Each lawyer pointed me toward Section 450 of the California Labor Code.
It states, unambiguously, that “no employer, or agent or officer thereof, or other person, may compel or coerce any employee, or applicant for employment, to patronize his or her employer, or any other person, in the purchase of any thing of value.”
It also makes clear that “to compel or coerce the purchase of any thing of value includes, but is not limited to, instances where an employer requires the payment of a fee or consideration of any type from an applicant for employment … for an employer to provide, accept or process an application for employment.”
In plain English: You can’t charge employees or job applicants for their own training.
It’s a question I get asked frequently, most recently by a colleague who was shocked to find that his new pair of prescription eyeglasses cost about $800.
I asked the California Department of Industrial Relations for its opinion.
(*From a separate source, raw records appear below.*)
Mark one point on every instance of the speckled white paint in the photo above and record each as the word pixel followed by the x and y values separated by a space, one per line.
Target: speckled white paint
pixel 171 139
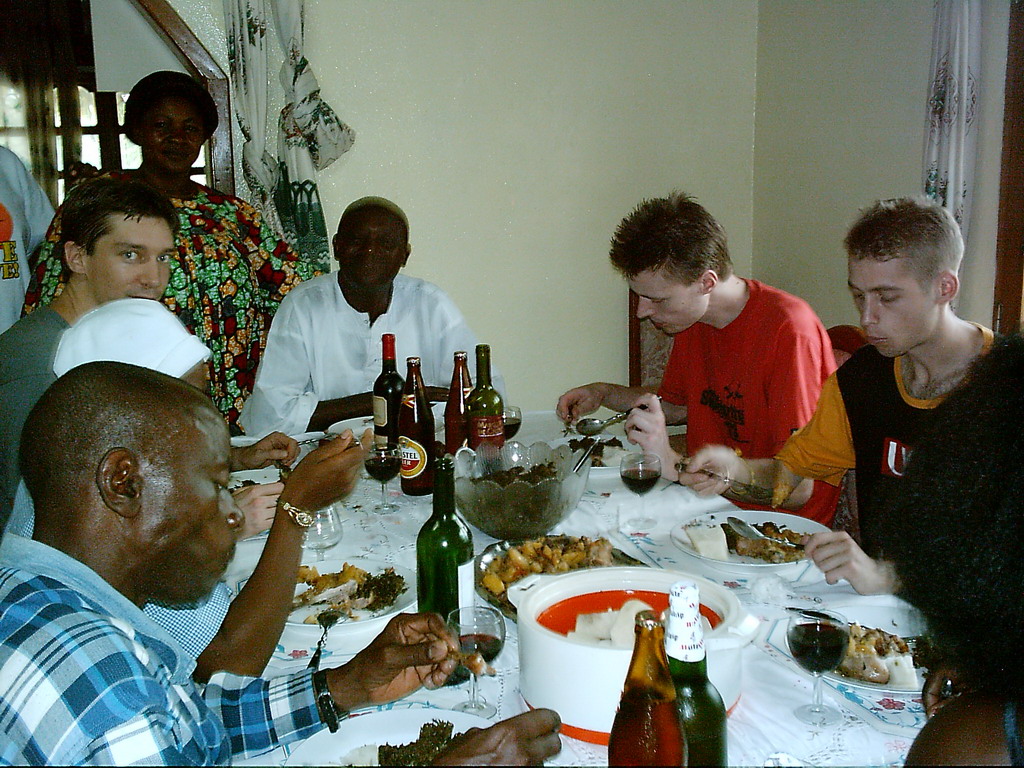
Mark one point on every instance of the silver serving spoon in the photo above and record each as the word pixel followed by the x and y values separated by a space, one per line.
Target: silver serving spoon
pixel 749 531
pixel 591 426
pixel 327 620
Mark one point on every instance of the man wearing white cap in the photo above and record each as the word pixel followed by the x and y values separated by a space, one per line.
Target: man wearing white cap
pixel 324 349
pixel 119 237
pixel 238 637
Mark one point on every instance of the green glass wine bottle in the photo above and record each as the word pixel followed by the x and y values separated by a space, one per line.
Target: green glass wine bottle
pixel 698 701
pixel 484 408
Paola Laverde, a spokeswoman for the state labor agency, quoted a department “subject matter expert” as saying that “an employer which charges applicants for training violates Section 450.”
That’s a misdemeanor under California law.
I can’t say if every Pure Barre franchise charges a training fee. But I spoke with a woman who worked as a Pure Barre instructor in Potomac Falls, Va.
She said she encountered a $1,600 training fee when she applied for the gig in 2019, although in her case the studio waived half the charge.
“It was a bit of sticker shock,” admitted Andrea Greb, 34, who now works as an aerospace engineer in Colorado. At Pure Barre, she said, she was paid $25 per class.
If nothing else, the takeaway here is for all California residents to remember they have rights under the law. And one of those rights is that you can’t be charged for your own training. Period.
Pure Barre may think it can levy its training fee as a company “certification” charge. But none of the lawyers I spoke with found that convincing.
“This is the precise behavior that Section 450 is intended to prevent,” Pasha said. “At the end of the day, the statute is pretty clear, and they haven’t explained why the statute doesn’t apply.”
James, the Oakland lawyer, called Pure Barre’s admission that it charged a training fee “a class-action attorney’s dream.”
Which could move things from the ballet barre to the California bar. And I don’t mean the “Cheers” kind.